Monday, March 23, 2026

Ideology Wall BJP Still Can’t Break .... West Bengal polls open Pandora's Box ---- :::: Often on defensive, BJP says - “This is Syama Prasad Mookerjee’s party — and Bengal will remain undivided"

Nirendra Dev


A BJP victory in West Bengal would be a seismic political event. It could hand Amit Shah the political capital to become Deputy Prime Minister — with Rajnath Singh potentially exiting the cabinet in a post-victory reshuffle. For Team Modi, winning Bengal before 2029 would reshape the parliamentary arithmetic in ways no other state victory could.


Is it a mere battle of 'Ma, Maati and Musalman' ?


But between that prize and the present reality sits the most complex electorate in India — one that has outwitted the Left, humbled the Congress, and is not done surprising anyone yet.  


The Hindi Problem


Then there is an inherent hatred for the imposition of Hindi leadership from Delhi and Gujarat. It is not new. Jyoti Basu burnished his legend partly by being seen as Bengal’s defender against Indira Gandhi’s Congress. B.C. Roy built his reputation battling Nehru. In 2026, if Mamata successfully frames herself as the woman standing between Bengal and Delhi’s bulldozer, the ideological math shifts in her favour — regardless of RG Kar, regardless of corruption allegations, regardless of hawai chappal authenticity questions. 


Hindutva, Hindi imposition, and anti-establishment Bengali pride form a political maze that has defeated every outsider — and Mamata Banerjee knows exactly how to use all three against the BJP.






West Bengal has never been won from a rightist platform. The BJP knows this. And in 2026, it is trying something more nuanced — and considerably more difficult.


The challenge BJP faces in Bengal is not primarily organisational. It is ideological — a three-way collision between Hindutva politics, Bengali cultural identity, and a deep-seated suspicion of anything that smells like Delhi or Gujarat telling Bengal what to think.




Something shifted in 2021. For the first time, a significant section of Bengali voters began making choices outside the two dominant idioms that had governed the state for decades — communist class politics and Mamata Banerjee’s minority appeasement framework. That independent streak has not disappeared in 2026. If anything, it has deepened.

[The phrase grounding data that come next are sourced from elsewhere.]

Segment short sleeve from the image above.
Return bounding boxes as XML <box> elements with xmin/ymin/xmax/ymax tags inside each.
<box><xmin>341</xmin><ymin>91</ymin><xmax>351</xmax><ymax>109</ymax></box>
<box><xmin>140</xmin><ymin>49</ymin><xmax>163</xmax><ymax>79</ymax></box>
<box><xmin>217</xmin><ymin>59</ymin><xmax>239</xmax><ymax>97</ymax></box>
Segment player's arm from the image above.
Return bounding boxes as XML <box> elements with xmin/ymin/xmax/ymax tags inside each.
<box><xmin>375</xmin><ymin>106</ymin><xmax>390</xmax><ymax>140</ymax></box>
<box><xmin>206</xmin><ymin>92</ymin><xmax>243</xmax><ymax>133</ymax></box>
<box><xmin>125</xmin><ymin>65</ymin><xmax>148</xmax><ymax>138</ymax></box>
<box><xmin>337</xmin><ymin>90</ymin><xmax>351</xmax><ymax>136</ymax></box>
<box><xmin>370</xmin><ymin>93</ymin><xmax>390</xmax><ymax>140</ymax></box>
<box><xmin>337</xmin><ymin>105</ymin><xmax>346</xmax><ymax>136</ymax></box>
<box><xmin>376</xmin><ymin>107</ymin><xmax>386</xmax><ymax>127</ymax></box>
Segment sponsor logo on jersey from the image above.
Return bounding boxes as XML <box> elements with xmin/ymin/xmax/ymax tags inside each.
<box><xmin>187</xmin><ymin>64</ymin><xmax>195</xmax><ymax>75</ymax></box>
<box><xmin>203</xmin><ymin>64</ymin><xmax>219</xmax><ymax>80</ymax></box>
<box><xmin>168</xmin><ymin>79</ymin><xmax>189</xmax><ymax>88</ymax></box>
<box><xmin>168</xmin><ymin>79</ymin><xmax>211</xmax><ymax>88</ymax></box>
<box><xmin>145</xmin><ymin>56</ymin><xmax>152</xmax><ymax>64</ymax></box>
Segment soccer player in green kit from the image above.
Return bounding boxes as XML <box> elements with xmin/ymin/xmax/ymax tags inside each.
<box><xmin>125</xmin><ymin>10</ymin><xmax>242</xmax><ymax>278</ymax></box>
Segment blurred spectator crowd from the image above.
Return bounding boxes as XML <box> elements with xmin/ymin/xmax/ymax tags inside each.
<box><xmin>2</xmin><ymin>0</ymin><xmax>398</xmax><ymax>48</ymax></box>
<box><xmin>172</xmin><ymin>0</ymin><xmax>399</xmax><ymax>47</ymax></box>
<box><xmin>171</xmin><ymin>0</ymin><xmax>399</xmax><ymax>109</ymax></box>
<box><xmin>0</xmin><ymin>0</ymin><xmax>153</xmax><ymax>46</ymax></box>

But independence cuts both ways. Bengali Hindu voters carry a shared cultural radicalism — a pride in stepping out of line, in refusing to be conservative, in punishing perceived arrogance. Historically, this instinct has harmed the state. In 2026, it remains one of TMC’s most reliable assets.


The Hindutva Ceiling


Even at the peak of its Bengal surge — 40% vote share and 18 Lok Sabha seats in 2019 — the BJP ran into an ideological wall it has never fully broken through. Prior to 2011, the Left Front could not be defeated from a rightist platform either. The same ceiling that stopped Atal Bihari Vajpayee’s BJP stopped Mamata’s opponents in 2021, and threatens to stop Modi-Shah’s machinery in 2026.



A sizable section of Bengali Hindus hold a view that is uncomfortable for BJP strategists: that politics and religion should not mix, and that the threat from Bangladeshi Muslim infiltration is not as existential as BJP frames it. This is not secularism in the Congress sense. It is something older and more specifically Bengali — a Bhadralok instinct that has historically resisted caste-based and religion-based mobilisation as practised in UP or Bihar.




“Jai Shri Ram” could not be dismissed as a northern slogan — but in 2026, BJP is not pushing it hard. Instead, the party’s state unit president Shamik Bhattacharya has pivoted to a carefully chosen cultural anchor: “BJP is Syama Prasad Mookerjee’s party — and Bengal will remain undivided and united.” It is a message designed to be Bengali first, saffron second.